Così il Plebiscito Liberato stasera echeggerà di melodie, neomelodie, rap, neorap, trap, neotrap, dance, neodance... Tutto frullato come in un remix che produce emozione, consenso, curiosità, fatturato, hashtag e post a quantità. E, in qualche modo, diventa l’Araba Fenice da cui la canzone verace è rinata, forte di radici e di ali. Non è un caso che la festa stasera comincerà, verso le 19.30, con le selezioni nostalgiche del neapolitan power e dintorni dei Napoli Segreta, per continuare poi con i giovanissimi dei Thru Collected. 

 

Liberato e la sua band saliranno sul palco prima delle 22, promettendo una Piedigrotta postmoderna, da portare martedì mattina, giorno di San Gennaro, anche nel carcere di Poggioreale (mantenendo il segreto sulla sua identità). Una scelta politica, si sarebbe detto un tempo, una dimostrazione di non voler soltanto cavalcare l’onda, di (ri)conoscere il disagio di una città stritolata da un’antica grande bellezza e una moderna grande violenza.
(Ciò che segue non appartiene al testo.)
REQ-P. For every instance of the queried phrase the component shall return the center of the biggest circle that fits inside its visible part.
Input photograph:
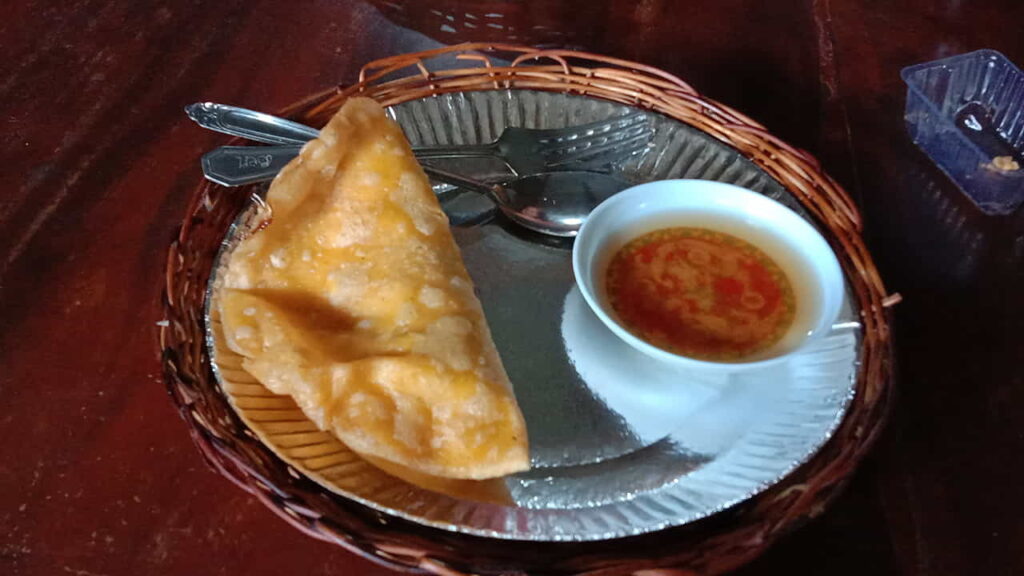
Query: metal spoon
(551, 203)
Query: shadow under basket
(712, 545)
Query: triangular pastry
(355, 301)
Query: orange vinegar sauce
(701, 293)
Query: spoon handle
(250, 124)
(241, 165)
(265, 128)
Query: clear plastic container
(967, 113)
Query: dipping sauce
(700, 293)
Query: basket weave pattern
(710, 546)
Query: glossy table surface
(97, 474)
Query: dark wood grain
(97, 476)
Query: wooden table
(97, 475)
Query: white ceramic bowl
(804, 255)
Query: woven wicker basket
(710, 546)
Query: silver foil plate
(621, 444)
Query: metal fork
(524, 151)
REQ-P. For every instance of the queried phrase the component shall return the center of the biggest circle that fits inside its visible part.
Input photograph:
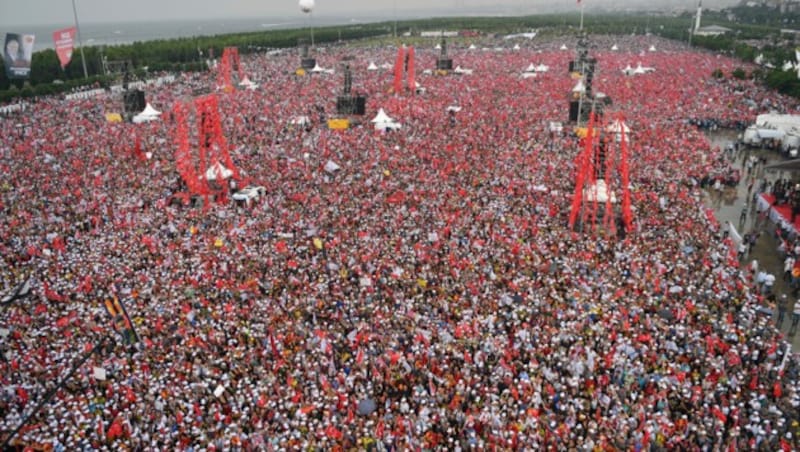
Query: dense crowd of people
(428, 294)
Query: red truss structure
(212, 148)
(602, 177)
(404, 63)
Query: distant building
(712, 30)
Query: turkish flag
(64, 40)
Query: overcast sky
(59, 12)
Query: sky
(59, 12)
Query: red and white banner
(64, 40)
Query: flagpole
(80, 42)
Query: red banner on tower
(64, 40)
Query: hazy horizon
(59, 12)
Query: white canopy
(770, 134)
(617, 126)
(319, 69)
(300, 121)
(148, 114)
(248, 84)
(332, 167)
(218, 171)
(150, 111)
(598, 192)
(382, 121)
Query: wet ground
(728, 206)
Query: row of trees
(184, 54)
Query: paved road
(728, 206)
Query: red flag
(398, 70)
(412, 83)
(64, 39)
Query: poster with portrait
(17, 54)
Il successo dello show è garantito, l’ingolfo di traffico pure, vista anche la concomitanza con il «Bufala fest»: qualcuno già protesta, il Comune ha emesso una ordinanza per vietare la vendita di bevande in qualsiasi contenitore. La curiosità è forte: lo show di Liberato è costruito su una scaletta solida, ma rinnovata, lo ha promesso lui, lo ha annunciato lui, la mantiene nel più rigido top secret. Quel che è certo è che, con gli altri suoi hit glocal, vedrà in un posto d’onore «Tu t’è scurdat’ e me», versi che, a pochi metri dal luogo dell’omicidio di Giogiò, assumono un altro senso, parlano di un altro disamore. Quello della città per i suoi figli. Finora Liberato non ha mai lanciato messaggi dal palcoscenico, al massimo ha reso omaggio ai suoi miti musicali (il Lazzaro Felice) e calcistici (i campioni del Napoli). Stanotte un semplice saluto, una cosa tipo «ciao Giogiò nun ce scurderemo ‘e te» moltiplicherebbe gli applausi che pure merita.